I have hundreds of hours of documentaries and lecture videos in DT3, and I also have the text transcriptions of each video with timestamps included in the text. I’ve tried pasting these transcriptions into Finder Comments, which does make them searchable, but the search only brings up the video in the list of search results… it doesn’t actually take me to the location within the text and highlight the search term like DT does when searching documents.
While it’s great to be able to locate any video by “searching the dialogue” of the video, I still have to then scroll through the Finder Comments (or copy & paste the text externally and search in another app) to find the timestamp where that word or phrase actually appears in the video.
Is there another place I could put the transcripts that would allow search results to be highlighted, or am I trying to use DT for something it wasn’t designed to do?
Put the transcript text in a plain text file inside DT.
Set the url field of the plain text file to the item link of its corresponding video file.
UPDATE:
The following JXA script (a product of my coding exercise) quickly open the video at the desired timestamp, provided that the URL of the transcript file is the item link of the video.
Usage: Select the timestamp text (format as either mm:ss or HH:mm:ss) in the transcript file, and then run this script.
If the selected text involves multiple legitimate timestamps, only the first will be considered. This allows selecting the timestamp by triple-clicking.
(() => {
const app = Application('DEVONthink 3');
app.includeStandardAdditions = true;
const s = app.thinkWindows[0].selectedText();
let t = 0;
if (s) {
let timestamp = s.match(/(\d\d):(\d\d):(\d\d)/);
if (timestamp) {
t = (+timestamp[3]) + 60 * (+timestamp[2]) + 3600 * (+timestamp[1]);
} else {
timestamp = s.match(/(\d\d):(\d\d)/);
if (timestamp) t = (+timestamp[2]) + 60 * (+timestamp[1]);
}
}
const video = app.getRecordWithUuid(app.thinkWindows[0].contentRecord().url());
const videoTab = app.openTabFor({record: video, in: app.thinkWindows[0]});
videoTab.currentTime = t;
app.thinkWindows[0].currentTab = videoTab;
})()
Just keep the transcripts as separate files, that will work much better.
While the comments field doesn’t have the same restrictions as finder comments and can include more text, I think it’s still intended for limited comments. Not full transcripts of media.
I guess you used the comments field because you want the video and transcript to be connected in some way, but there are better ways to go about that.
Item links. Either in the URL field like @meowky mentions or a custom metadata field (for example called “Transcript/Source”).
Annotations. Create an annotation file for the video and paste the transcript into that. This is shown in the inspector below the comments field, but it is also a separate document.
I think there’s also a way to make a pre-existing text document the annotation of another item, but I don’t remember. Might require scripting.
PS: item links can include timestamps.
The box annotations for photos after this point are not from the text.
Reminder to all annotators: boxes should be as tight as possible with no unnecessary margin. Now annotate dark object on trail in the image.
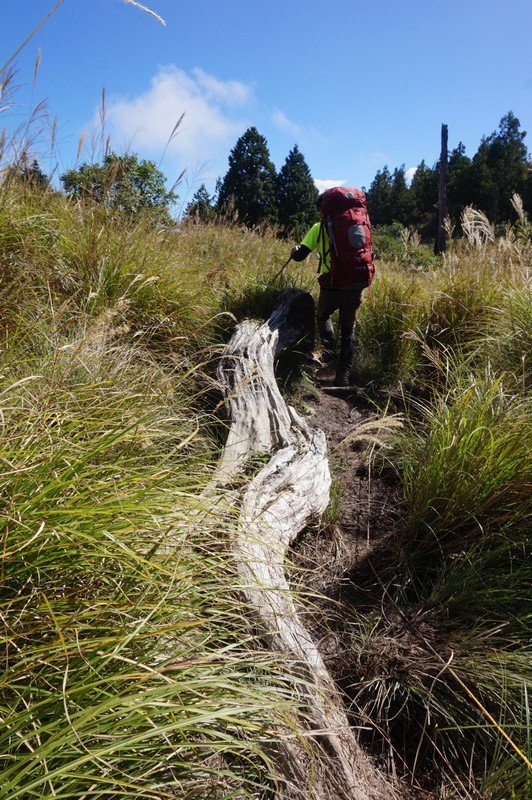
[320,386,360,394]
[273,256,292,283]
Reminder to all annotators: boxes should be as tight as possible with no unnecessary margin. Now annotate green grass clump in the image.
[0,284,297,800]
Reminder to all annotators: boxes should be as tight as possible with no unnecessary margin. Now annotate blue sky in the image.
[0,0,532,206]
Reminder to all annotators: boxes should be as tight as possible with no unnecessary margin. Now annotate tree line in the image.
[186,111,532,237]
[6,111,532,237]
[185,127,318,235]
[367,111,532,236]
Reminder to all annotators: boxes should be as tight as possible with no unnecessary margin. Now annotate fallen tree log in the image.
[215,289,395,800]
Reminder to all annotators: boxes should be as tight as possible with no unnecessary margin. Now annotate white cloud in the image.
[272,108,302,136]
[192,67,253,106]
[405,167,417,186]
[103,66,253,169]
[314,178,346,194]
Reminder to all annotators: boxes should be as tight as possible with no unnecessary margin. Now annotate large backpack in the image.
[318,186,375,289]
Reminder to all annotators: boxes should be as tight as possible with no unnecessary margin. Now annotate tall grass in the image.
[0,187,310,800]
[0,175,531,800]
[347,213,532,800]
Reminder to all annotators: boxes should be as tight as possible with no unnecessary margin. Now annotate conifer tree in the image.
[390,164,410,225]
[366,166,392,225]
[485,111,528,222]
[277,144,318,238]
[409,161,438,227]
[218,127,277,227]
[184,183,216,222]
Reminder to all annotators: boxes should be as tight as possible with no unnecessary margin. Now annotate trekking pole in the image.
[273,256,292,282]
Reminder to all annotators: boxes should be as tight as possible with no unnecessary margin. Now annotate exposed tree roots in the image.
[216,290,396,800]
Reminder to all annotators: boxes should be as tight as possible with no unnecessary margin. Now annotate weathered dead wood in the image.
[215,290,394,800]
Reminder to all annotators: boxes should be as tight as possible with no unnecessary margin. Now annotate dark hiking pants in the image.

So if the videos are in a format you can play in DEVONthink… It should be possible to convert all your timestamps into clickable links taking you straight to that point in the video. Maybe Find & Replace with regular expressions is enough, maybe a script is necessary to convert the time format.
… Looks like meowky already figured something out!
It uses only one match and processes the whole match instead of capturing groups (i.e. either hh:mm:ss or mm:ss)
split(:) converts the match to an Array, which reverse then turns upside down
Now we have an Array with [ss, mm] or [ss,mm,hh]
The final line calculates a time value in seconds from that. If no hh entry (reversedTimestamp[3]) exists, it’s replaced by 0.
Caveats: the RE is not very robust, it assumes that time stamp components are always specified as two digit values and that the separator is always a colon. I have no idea how probable three- or one-digit hours are, though.
Remark: You do not need to apply + to every string in your calculation of t. Doing that for the first one suffices because that will turn the whole expression into a numeric one.
Thanks for the lesson! I was actually waiting for your instructions on that part of the script I like your solution. Beautifully clean.
HH:mm:ss is the timestamp format for SRT files. I omitted the milliseconds. My impression is that SRT is the most widely used format for subtitles, and I haven’t actually seen a subtitle file in another format. Therefore I decided not to consider alternative timestamps.
Thank you again for sharing this script. Had no idea doing this was even possible. I’ve been trying it out all evening on some very long transcripts, and this is going to save me HOURS of research time! I’m very grateful.